It seems like yesterday he made me smile
In 1977, I was all of 12 years old. In that time, television was purer, fewer channels to choose from, pretty much everyone was watching the same things. Monday Night Baseball/Football, Johnny Carson, and the news was then brought to us by Camel Cigarettes courtesy of Walter Cronkite and the CBS News team.
For kids, we were routine with shows like Batman, The Monkees, The Waltons and Happy Days. While Dad and Mom tuned into Gunsmoke, we were watching the Duke Boys (and girl) tear up the roads of Hazzard County.

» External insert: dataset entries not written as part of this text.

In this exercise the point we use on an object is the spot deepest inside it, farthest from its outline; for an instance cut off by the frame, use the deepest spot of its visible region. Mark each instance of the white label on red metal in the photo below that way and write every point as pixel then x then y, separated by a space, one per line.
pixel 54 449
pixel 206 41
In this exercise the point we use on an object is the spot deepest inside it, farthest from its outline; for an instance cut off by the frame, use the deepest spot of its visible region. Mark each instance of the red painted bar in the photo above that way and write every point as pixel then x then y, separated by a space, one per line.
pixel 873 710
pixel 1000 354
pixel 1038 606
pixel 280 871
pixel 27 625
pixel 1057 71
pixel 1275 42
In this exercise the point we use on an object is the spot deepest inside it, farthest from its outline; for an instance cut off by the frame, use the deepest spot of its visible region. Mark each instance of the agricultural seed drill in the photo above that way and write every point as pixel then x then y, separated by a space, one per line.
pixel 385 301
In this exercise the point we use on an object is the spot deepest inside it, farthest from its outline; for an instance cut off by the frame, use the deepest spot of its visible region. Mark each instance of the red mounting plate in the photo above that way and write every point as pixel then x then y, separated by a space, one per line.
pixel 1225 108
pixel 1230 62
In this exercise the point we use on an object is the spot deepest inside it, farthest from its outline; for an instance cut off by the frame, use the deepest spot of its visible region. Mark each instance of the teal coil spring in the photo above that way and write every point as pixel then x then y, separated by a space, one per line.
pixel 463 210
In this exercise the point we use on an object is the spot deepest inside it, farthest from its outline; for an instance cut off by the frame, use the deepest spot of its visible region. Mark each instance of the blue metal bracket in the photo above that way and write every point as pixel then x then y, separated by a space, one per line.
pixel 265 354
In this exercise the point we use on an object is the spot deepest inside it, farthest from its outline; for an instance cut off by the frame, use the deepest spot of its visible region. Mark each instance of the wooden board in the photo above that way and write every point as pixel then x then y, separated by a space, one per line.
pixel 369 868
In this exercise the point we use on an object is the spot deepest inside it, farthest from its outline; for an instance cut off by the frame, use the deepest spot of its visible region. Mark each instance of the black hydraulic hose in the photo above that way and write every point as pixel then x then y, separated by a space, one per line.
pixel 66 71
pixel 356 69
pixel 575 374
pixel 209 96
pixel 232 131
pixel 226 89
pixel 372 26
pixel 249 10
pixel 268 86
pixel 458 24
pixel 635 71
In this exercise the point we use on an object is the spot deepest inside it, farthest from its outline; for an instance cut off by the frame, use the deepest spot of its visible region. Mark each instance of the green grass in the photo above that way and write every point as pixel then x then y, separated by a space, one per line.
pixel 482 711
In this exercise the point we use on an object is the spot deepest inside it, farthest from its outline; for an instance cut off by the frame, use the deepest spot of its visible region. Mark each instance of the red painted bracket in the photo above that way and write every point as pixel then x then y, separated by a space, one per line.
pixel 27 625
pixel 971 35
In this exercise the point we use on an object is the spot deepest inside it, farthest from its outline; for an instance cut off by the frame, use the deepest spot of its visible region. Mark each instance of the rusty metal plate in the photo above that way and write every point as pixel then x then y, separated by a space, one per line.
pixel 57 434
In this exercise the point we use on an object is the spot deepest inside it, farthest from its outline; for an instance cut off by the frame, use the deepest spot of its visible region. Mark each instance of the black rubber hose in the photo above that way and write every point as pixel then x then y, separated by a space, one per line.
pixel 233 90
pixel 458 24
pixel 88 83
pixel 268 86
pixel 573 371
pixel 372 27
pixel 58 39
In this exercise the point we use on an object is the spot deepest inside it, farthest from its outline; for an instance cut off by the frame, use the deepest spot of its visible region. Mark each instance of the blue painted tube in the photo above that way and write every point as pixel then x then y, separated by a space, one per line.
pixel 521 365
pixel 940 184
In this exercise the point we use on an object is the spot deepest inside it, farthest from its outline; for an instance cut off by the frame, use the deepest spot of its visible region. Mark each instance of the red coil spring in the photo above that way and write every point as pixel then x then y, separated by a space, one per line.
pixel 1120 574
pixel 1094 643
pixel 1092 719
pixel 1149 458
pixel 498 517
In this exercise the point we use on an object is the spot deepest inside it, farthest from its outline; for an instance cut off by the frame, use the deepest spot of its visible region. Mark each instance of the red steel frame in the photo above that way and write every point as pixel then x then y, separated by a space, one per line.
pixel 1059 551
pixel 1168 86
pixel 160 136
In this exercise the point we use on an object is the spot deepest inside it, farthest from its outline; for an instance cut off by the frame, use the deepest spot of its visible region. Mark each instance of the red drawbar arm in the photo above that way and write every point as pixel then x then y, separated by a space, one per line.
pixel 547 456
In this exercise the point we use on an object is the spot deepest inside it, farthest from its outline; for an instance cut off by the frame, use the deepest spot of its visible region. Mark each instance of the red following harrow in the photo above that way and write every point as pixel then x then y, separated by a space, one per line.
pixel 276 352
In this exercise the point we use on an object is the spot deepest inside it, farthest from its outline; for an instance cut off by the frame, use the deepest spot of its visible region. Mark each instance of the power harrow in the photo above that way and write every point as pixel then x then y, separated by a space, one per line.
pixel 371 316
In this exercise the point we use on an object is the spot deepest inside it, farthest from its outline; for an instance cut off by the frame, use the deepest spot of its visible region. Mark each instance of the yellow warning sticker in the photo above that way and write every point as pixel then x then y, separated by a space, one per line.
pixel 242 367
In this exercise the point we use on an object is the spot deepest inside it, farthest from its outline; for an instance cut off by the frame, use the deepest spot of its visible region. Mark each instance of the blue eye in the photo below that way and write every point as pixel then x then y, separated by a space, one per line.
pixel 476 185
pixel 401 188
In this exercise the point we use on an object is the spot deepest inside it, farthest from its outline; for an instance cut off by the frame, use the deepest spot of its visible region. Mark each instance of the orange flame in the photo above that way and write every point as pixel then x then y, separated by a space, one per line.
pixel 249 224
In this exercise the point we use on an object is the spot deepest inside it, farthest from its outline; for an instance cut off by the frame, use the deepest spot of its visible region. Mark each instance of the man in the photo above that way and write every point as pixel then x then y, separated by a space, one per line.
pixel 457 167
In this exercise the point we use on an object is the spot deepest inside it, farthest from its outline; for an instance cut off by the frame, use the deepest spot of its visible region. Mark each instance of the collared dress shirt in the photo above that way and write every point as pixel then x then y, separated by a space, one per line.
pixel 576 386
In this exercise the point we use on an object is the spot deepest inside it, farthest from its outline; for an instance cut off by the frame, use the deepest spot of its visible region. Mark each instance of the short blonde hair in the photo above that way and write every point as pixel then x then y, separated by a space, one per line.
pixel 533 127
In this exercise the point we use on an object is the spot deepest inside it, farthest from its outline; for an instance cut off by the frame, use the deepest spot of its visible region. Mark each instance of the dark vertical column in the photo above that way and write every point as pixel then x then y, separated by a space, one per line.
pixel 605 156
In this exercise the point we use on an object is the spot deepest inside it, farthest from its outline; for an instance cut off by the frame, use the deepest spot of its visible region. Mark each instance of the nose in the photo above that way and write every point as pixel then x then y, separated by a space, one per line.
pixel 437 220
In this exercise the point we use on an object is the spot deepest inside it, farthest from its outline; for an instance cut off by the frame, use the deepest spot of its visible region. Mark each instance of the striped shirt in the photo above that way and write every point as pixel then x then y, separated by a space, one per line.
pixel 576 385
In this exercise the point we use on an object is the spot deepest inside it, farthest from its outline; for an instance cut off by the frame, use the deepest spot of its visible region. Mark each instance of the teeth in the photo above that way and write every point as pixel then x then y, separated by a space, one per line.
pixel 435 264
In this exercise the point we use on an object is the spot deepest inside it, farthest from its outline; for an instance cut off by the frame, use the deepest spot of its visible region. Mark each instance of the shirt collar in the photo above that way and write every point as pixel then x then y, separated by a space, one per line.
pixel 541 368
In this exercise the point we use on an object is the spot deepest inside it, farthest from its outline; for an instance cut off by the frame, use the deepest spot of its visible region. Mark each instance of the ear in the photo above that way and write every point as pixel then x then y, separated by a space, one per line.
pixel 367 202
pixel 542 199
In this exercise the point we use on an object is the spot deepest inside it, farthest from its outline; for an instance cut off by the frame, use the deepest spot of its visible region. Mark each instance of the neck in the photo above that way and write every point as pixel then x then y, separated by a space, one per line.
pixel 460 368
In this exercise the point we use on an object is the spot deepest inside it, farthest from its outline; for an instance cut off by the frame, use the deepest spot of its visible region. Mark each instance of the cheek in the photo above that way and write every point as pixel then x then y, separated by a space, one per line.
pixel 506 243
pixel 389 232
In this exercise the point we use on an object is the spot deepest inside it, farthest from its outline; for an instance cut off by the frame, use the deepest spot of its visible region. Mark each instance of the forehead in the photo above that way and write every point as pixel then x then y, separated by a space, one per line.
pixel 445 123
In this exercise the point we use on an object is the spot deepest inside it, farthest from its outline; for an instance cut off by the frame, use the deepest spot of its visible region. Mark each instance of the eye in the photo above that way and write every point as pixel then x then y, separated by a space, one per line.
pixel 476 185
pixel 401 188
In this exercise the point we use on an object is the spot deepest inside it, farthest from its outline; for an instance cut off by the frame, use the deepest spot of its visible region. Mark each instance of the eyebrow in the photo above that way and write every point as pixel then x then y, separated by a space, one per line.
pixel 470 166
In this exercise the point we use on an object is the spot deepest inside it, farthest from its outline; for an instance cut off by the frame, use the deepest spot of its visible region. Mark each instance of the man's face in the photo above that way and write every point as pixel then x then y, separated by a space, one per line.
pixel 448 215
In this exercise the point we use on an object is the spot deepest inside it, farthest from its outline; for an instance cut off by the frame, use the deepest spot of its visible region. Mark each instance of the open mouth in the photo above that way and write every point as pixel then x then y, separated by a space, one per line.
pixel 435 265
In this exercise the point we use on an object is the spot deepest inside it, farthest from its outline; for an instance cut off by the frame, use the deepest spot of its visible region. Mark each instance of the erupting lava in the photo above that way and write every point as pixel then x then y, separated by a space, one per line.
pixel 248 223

I remember the episode of Happy Days as if it were yesterday. I looked up the date; it was 1977, not so much yesterday after all. Robin Williams made an appearance as Mork from Ork. The show was a two-parter, the cliffhanger was The Fonz frozen by Mork, but what we as kids were seeing was one of the very first television debuts of a comedic mastermind.
With one more walk-on appearance, the television show Mork & Mindy was created with co-star Pam Dawber and it bridged the gap between adults and children’s television. Funny, even stupid at time, the show was an instant hit with audiences. The show aired 92 episodes from 1978 through 1982. A short run by most television standards, but Williams would win his first Golden Globe for Best Actor and launch a career that touched the entire American populations.
While a comedic genius he was, a serious actor he could be as well. Joining John Lithgow for T.S. Garp, Williams played T.S. Garp in a serious role with his usual comic undertones. The trend continued and in 1987 Good Morning Vietnam depicted Williams as radio personality that refused to understand wartime radio. Bucking the system, Williams is eventually relieved of his radio duty after tragedy. Williams was then nominated for an Academy Award for Best Actor and won Best Actor in a motion picture — Golden Globe.
It would take 10 years and his box office hits just racked up including Mrs. Doubtfire, Aladdin, The Fisher King, Awakenings and Dead Poets Society to name a few. In 1997 Williams landed Academy Gold with Good Will Hunting. Starring beside a young Matt Damon, Williams won the award for Best Supporting Actor.
But Williams had a softer side, one for his audience that he first appealed to, the kids. Known on the family film circuit for hits such as Flubber, Aladdin, Patch Adams and Night at the Museum.
Williams took roles on that addressed world issues such as FernGully: The Last Rain Forest, starring as the voice of Batty Coda, a bat that found its way to the forest after a stint in chemical animal testing facilities. He played the part of Dwight D. Eisenhower in The Butler, a new look at racism in American over the past four decades.
Recently, Williams stared is 22 episode of The Crazy Ones, however this show had been cancelled by the network. Three movies are still to be released including Merry Friggin’ Christmas, Night at the Museum III and Absolutely Anything (voice).
According to news reports, Williams was found dead in his home on Monday August 11 at roughly noon. Reports have flooded the Internet that Williams was found dead due to as asphyxiation in his Northern California home from what is being reported as a suicide. Reportedly, Williams was suffering from depression and had recently showed signs according to a statement made by the family.
I for one will miss this talented actor and comedian. Having followed his career from it’s beginning, I feel a kinship, as I’m sure does most of the world which is now a little sadder not having Robin Williams in it.